Sauf que la mort de Ghislaine et Claude a changé la donne : Paris a dégagé de Bamako des effectifs pour renforcer sa présence à Kidal. Tandis que le secrétaire général des Nations unies, à la tête d’une forte délégation (UA, UE, Banque mondiale et BAD), a entrepris une tournée dans la région qui, après le Mali et le Niger, va le conduire, ce soir, au Burkina Faso et demain soir au Tchad. Autant dire que la marge de manœuvre des Azawadiens est faible ; sauf à jouer la carte de la nuisance. Pas très constructif mais ce pourrait être lucratif. Quant à Bamako, la carte du gouvernement est celle de l’hétérogénéité de l’Azawad. Qui n’est pas peuplé que de Touareg ! (cf. à ce sujet mon entretien avec Drissa Coulibaly, ambassadeur du Mali à Ouagadougou – LDD Mali 0110/Jeudi 10 octobre 2013).

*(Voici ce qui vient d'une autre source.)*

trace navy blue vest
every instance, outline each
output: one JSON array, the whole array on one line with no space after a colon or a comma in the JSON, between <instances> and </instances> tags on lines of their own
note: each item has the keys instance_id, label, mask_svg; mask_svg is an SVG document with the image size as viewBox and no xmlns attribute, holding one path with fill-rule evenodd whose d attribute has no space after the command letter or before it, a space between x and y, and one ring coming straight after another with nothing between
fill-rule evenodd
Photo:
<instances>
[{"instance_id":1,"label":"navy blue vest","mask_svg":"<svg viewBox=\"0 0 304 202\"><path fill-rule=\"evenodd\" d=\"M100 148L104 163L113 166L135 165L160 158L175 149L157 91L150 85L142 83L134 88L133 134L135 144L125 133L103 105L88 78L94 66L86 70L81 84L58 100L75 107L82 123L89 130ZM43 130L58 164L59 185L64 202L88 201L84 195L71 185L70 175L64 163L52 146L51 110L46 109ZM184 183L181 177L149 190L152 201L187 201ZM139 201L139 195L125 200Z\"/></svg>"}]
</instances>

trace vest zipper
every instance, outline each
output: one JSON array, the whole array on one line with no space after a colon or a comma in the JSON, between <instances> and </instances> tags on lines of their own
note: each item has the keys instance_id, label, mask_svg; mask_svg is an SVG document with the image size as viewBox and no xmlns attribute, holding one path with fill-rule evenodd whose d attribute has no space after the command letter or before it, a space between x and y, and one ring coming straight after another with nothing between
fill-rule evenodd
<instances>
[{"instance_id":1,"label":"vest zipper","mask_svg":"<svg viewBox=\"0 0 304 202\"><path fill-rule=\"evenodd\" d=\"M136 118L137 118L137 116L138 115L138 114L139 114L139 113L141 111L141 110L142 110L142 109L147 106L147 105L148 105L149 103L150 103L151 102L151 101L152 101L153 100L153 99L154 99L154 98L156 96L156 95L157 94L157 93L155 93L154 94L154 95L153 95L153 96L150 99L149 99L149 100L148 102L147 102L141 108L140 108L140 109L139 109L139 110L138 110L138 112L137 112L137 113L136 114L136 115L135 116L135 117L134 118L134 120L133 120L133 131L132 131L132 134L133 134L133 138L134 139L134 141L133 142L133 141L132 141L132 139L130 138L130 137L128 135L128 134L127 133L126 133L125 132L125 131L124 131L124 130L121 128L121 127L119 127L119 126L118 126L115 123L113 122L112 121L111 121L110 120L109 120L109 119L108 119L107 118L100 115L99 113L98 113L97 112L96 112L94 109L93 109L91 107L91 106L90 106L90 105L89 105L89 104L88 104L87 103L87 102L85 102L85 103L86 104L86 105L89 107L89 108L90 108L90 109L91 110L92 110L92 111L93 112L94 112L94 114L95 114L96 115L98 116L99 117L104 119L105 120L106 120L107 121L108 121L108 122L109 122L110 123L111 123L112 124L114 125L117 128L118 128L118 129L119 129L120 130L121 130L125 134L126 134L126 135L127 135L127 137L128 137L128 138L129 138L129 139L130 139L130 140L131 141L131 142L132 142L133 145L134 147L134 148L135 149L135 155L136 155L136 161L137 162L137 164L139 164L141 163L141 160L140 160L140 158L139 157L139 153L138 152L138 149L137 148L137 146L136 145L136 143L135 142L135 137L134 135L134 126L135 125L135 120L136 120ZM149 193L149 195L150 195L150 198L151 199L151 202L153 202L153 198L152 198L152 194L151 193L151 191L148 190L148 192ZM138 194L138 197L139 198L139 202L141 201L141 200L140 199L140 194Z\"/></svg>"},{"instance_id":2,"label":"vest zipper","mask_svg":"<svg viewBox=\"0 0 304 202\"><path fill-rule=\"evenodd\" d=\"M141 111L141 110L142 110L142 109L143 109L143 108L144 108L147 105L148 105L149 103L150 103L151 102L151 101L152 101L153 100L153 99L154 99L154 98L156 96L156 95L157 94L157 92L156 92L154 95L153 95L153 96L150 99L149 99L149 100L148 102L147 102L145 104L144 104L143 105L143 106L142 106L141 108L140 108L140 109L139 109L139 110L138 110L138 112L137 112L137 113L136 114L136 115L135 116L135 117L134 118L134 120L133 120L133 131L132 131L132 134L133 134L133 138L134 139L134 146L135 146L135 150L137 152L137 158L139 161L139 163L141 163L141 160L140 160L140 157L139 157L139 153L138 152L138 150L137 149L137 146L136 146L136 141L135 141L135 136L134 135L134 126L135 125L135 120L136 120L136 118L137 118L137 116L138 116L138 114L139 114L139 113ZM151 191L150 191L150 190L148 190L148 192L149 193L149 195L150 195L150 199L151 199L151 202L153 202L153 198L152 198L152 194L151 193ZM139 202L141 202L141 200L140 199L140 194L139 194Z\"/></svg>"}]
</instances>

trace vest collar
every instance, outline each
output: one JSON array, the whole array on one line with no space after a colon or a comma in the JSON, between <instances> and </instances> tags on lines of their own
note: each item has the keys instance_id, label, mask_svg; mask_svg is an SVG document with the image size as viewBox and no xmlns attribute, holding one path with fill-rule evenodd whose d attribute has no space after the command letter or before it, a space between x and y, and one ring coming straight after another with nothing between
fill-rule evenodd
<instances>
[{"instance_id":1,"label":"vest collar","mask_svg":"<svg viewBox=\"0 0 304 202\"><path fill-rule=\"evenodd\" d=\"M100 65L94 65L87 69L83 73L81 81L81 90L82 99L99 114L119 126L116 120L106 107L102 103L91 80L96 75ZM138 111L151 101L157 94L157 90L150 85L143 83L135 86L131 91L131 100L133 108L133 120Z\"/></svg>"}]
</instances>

Hyacinthe Sanou a ainsi, dans L’Observateur Paalga (Mardi 5 novembre 2013), proposé une « approche anthropologique ». « Il faut procéder à une démarche anthropologique afin de mieux comprendre les rapports sociaux, ô combien complexes, qui régissent ces collectivités humaines où le communautarisme l’emporte sur le sentiment d’appartenance à une seule même nation ». C’est remettre les populations du Nord-Mali au cœur de la « crise malo-malienne ». Ce que personne n’a jamais fait depuis que le Mali a sombré dans le chaos en 2012.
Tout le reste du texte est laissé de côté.